Stores of hammers, nails, screws, ball bearings, gloves, hard hats, and shovels were still inside when Rick bought the property in 2005. “It had been completely abused,” he recalls, “but there were features that needed to be preserved. Renovating was an exercise in doing very little so we could allow the character of the building to come through.”

It is in this inspiring space that, as he describes it, reality can suspend and give way to an almost transcendent experience.

“When you get into that zone creatively, you’re not thinking. It’s the opposite of thinking. You just allow it to happen. It’s a special place, and it’s not really easy to get there. When I get to that spot, really interesting things happen. Actually, that’s what I love about children’s art too. It’s pure, it’s expressive, and it comes from that same place. You can tell a kid to draw a horse, and it may have six legs. But that’s fine. It’s great. It’s an expression, and that’s really cool.”

Rick believes that design, in all its forms, should be such an expression.

“Design can be a system, a product, or an experience,” he says. “It is this great umbrella under which different disciplines reside: architecture, fashion, landscaping, interior design, fabric, furniture. It is a lens through which all things can be viewed, and the greatest teacher of all that is the unfettered simplicity of nature.”

He pauses, and one can almost see the vistas through his eyes as he recalls time spent with nature in the North American west, South America, Europe, Australia, the Caribbean, and the Gulf of Mexico.

“I am at my best in nature,” he says. “I get excited about it. All the lessons are there if we take the time to listen and watch.”

Among such lessons, he believes, is patience.

“Learn to accept and enjoy the moment. When I talk to young artists and designers about their careers, I talk about how we put a lot of pressure on ourselves to compete or accomplish things by a certain age. Those are artificial benchmarks. The arts are a journey. Your life is a journey. Your career is a journey. There are places you’re going to stop along the road, and that’s when you need to stay in the moment. There’s no set arrival or destination. You’re going to have great successes and monumental failures, but you’re going to keep doing whatever it is you do.”

As he’s “rounding third toward 70,” Rick is often asked what he does. “I don’t even know how to answer that any more. Today, the things I really enjoy are mentoring and inspiring new talent, helping people give themselves permission to go do something—something they have a responsibility to share with others. But I can’t imagine myself not doing something. The older I become, the more precious time becomes.”

Rick grew up in Beaverdale, Iowa. “It was about as Opie Taylor an experience as it sounds.” And he finds having settled in the South agreeable to his Midwestern upbringing.
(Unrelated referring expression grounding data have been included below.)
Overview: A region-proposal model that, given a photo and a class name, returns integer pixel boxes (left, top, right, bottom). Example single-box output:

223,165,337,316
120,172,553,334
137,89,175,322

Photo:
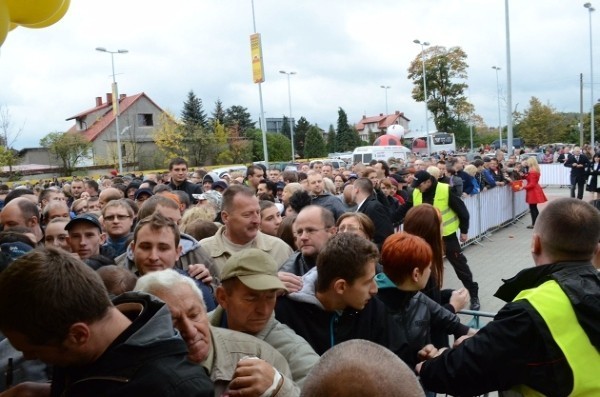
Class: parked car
491,138,525,150
519,152,545,164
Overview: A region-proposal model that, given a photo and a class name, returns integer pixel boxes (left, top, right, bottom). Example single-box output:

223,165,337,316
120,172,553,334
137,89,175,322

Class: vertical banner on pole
111,82,119,115
250,33,265,84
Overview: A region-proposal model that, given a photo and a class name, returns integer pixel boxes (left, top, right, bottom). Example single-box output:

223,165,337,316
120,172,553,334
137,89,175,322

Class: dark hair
353,177,373,194
282,170,298,183
85,180,99,193
0,247,112,344
380,232,433,285
133,212,180,247
5,189,34,205
181,219,219,241
172,190,191,209
316,233,379,293
288,190,312,214
277,215,297,250
376,160,390,177
168,157,188,170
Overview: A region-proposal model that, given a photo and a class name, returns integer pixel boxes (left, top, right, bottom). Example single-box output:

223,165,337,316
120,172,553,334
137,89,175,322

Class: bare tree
0,105,24,173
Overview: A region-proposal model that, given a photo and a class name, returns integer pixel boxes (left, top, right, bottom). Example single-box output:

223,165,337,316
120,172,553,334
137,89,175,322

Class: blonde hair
526,156,540,173
464,164,478,177
179,206,216,232
426,166,440,179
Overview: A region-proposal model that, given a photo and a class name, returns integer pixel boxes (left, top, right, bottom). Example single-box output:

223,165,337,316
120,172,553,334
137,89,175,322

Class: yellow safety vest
413,182,459,236
512,280,600,396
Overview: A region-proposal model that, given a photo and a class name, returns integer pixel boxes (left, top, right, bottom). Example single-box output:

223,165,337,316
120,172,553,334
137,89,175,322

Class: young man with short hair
101,199,134,257
275,233,405,357
168,158,203,203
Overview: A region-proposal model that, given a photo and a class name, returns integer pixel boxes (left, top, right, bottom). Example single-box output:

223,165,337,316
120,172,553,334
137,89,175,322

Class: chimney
119,94,126,100
395,110,400,115
379,113,384,116
362,115,366,119
95,97,102,107
106,93,112,104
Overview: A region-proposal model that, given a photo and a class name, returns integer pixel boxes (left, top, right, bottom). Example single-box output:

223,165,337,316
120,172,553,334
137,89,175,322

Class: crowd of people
0,152,597,396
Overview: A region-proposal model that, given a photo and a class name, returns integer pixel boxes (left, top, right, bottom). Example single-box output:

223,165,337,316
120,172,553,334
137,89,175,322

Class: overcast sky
0,0,597,149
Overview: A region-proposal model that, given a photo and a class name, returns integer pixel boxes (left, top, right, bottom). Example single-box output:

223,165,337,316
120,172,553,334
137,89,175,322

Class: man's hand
278,271,302,293
0,382,51,397
415,345,447,375
226,358,280,397
454,332,476,347
449,288,470,312
188,264,213,285
460,233,468,243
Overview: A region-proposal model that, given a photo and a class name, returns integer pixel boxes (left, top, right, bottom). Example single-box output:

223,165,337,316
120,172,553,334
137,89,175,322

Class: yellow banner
250,33,265,84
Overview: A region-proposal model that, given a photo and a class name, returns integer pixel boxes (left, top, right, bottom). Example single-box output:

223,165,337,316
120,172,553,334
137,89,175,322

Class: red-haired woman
376,232,475,367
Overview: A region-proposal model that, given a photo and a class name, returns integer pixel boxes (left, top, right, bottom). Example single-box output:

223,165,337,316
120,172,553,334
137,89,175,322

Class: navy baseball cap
65,213,102,233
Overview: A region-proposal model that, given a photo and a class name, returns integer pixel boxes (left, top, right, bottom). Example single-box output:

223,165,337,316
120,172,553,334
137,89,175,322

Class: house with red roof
355,110,410,142
66,92,167,170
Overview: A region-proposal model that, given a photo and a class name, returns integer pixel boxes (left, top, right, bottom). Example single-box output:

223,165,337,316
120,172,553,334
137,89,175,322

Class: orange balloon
0,2,9,47
21,0,69,28
6,0,63,25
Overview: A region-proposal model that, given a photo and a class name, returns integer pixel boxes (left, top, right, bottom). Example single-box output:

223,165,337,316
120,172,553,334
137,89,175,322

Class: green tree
516,97,571,146
181,90,208,129
0,105,22,173
408,46,471,133
280,116,291,139
304,126,327,158
224,105,255,138
294,117,310,158
210,98,225,130
40,132,92,176
327,124,337,153
214,121,233,164
154,112,187,162
335,108,359,151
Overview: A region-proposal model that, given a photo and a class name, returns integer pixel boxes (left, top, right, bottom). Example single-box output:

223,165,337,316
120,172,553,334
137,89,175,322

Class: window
137,113,154,126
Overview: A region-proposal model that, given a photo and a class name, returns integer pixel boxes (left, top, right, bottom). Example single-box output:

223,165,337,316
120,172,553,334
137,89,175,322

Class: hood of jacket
287,267,324,309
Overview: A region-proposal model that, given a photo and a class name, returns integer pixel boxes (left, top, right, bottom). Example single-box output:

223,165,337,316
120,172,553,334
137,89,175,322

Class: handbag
511,180,523,192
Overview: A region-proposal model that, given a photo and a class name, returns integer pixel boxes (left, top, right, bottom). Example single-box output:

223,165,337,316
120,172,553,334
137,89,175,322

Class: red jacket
523,171,547,204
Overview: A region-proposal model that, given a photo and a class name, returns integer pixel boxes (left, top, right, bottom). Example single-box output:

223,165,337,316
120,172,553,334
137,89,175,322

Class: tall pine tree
335,107,358,151
224,105,255,138
181,90,207,129
210,98,225,129
281,116,291,139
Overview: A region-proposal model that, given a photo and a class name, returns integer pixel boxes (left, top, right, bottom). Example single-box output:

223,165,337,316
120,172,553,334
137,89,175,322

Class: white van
352,146,411,164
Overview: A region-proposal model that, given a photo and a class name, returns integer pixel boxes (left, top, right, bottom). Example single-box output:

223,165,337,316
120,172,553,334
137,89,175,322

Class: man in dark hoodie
0,247,213,396
167,157,203,204
417,198,600,396
275,233,406,359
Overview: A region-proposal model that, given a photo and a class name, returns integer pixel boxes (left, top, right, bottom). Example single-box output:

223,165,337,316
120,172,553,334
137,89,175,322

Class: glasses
294,227,328,237
338,225,361,233
104,214,132,222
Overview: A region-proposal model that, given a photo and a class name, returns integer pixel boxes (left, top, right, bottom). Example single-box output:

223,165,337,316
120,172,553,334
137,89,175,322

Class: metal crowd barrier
462,186,528,247
539,163,571,186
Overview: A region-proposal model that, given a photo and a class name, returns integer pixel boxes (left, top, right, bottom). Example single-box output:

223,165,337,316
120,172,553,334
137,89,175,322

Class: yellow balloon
6,0,63,25
21,0,69,28
0,2,9,47
9,22,17,31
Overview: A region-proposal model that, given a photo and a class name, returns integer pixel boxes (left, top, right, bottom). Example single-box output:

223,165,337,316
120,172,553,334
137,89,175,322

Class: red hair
381,232,432,285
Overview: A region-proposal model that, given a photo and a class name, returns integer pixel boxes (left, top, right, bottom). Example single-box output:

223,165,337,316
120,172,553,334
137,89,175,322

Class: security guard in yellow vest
398,170,480,310
417,198,600,396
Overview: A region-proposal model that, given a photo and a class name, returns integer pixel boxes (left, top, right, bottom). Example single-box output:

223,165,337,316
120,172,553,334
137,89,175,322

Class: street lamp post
95,47,128,174
279,70,296,161
380,85,391,115
584,2,595,149
413,39,430,134
492,66,503,150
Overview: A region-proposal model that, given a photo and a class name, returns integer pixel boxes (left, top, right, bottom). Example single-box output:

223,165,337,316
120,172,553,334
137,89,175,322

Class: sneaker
526,225,534,229
470,297,481,311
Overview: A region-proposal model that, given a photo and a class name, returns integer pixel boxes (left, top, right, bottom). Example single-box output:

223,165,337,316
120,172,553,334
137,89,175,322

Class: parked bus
404,131,456,155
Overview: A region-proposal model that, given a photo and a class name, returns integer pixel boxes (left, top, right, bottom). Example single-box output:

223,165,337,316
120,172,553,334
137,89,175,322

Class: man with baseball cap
210,249,319,388
396,170,480,310
66,213,115,267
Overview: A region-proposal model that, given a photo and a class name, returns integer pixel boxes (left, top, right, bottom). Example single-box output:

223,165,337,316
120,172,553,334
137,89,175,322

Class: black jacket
274,269,407,358
357,193,395,247
564,153,590,178
50,293,214,397
419,262,600,396
168,179,203,203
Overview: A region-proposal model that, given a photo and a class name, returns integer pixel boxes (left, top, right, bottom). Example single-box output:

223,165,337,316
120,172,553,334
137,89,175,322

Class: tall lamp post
492,66,503,150
279,70,297,161
585,2,595,149
95,47,128,174
380,85,391,115
413,39,430,134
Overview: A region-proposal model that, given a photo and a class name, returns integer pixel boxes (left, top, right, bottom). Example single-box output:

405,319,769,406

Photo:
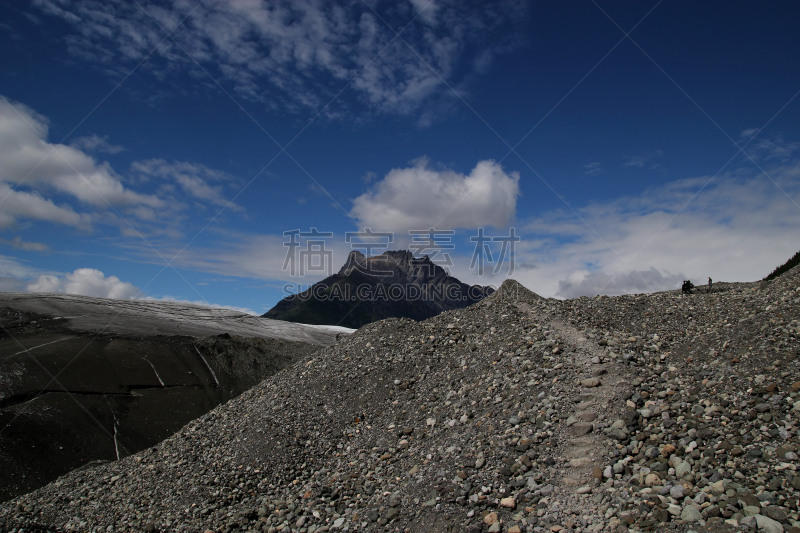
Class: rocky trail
1,269,799,533
545,314,632,526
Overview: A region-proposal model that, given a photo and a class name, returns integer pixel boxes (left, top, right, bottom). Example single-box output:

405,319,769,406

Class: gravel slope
1,267,798,533
0,294,351,501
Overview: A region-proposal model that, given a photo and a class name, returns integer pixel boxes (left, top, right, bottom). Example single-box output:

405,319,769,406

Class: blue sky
1,1,799,315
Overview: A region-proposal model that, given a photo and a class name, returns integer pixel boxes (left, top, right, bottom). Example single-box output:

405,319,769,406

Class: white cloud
130,159,243,212
350,158,520,235
0,96,245,237
623,149,663,168
584,161,602,176
70,134,125,154
0,182,89,229
747,137,800,163
0,254,41,291
739,128,760,141
0,236,49,252
133,232,354,287
32,1,526,121
408,0,439,25
738,129,800,162
509,162,800,298
27,267,144,300
557,268,685,299
0,96,163,214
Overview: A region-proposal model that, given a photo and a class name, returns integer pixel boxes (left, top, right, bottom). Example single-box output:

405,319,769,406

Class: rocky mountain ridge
263,250,494,328
1,267,799,532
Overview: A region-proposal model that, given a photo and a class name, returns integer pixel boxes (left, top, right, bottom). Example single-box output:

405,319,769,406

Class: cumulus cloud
0,182,89,229
0,96,163,219
350,159,520,235
27,268,144,300
32,0,526,120
0,96,246,236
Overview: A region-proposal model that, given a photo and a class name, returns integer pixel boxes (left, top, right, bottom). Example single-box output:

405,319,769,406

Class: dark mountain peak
338,249,445,281
265,249,494,328
338,250,367,276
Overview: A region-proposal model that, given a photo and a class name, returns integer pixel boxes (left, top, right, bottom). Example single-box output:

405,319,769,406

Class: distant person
682,280,694,294
708,277,712,294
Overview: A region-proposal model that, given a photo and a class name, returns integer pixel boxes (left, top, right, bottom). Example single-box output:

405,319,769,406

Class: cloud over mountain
350,158,520,235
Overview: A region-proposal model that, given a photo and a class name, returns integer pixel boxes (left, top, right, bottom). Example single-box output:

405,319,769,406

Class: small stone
681,505,702,522
500,497,516,509
580,378,601,387
509,527,522,533
484,512,499,525
645,473,660,486
755,514,785,533
569,422,593,436
744,505,760,516
388,493,401,507
763,506,788,523
606,427,627,441
674,461,691,479
661,444,676,457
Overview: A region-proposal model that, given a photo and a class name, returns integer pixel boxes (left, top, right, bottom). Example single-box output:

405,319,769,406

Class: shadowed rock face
0,293,351,501
263,250,494,328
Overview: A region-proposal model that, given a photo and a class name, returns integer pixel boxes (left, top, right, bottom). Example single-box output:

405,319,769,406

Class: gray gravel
1,268,799,533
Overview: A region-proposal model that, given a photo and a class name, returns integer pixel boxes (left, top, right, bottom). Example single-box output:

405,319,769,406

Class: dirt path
518,303,632,530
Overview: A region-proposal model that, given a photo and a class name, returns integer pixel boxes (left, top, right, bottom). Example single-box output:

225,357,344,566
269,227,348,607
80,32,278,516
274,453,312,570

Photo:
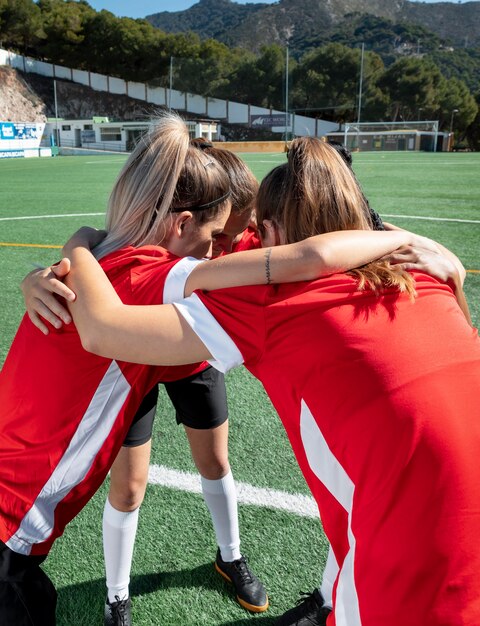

“I don’t care if you’re in Cullman, Valdosta, or in Montgomery, Alabama, our culture is the culture of the people. We share ourselves. ‘Come on in. Let’s have some lemonade or iced tea. You hungry?’ We make great whisky, we have great restaurants, and we’ve gotten off the front porch and walked out in the yard and said, ‘We’re going to tell you about the best-kept secret: how rich the South is.’ The South is so real, and it’s so unpretentious. Even when it tries to be pretentious—‘Oh, by the way, we’re grilling oysters. They’re $4 apiece’—it’s still the South.”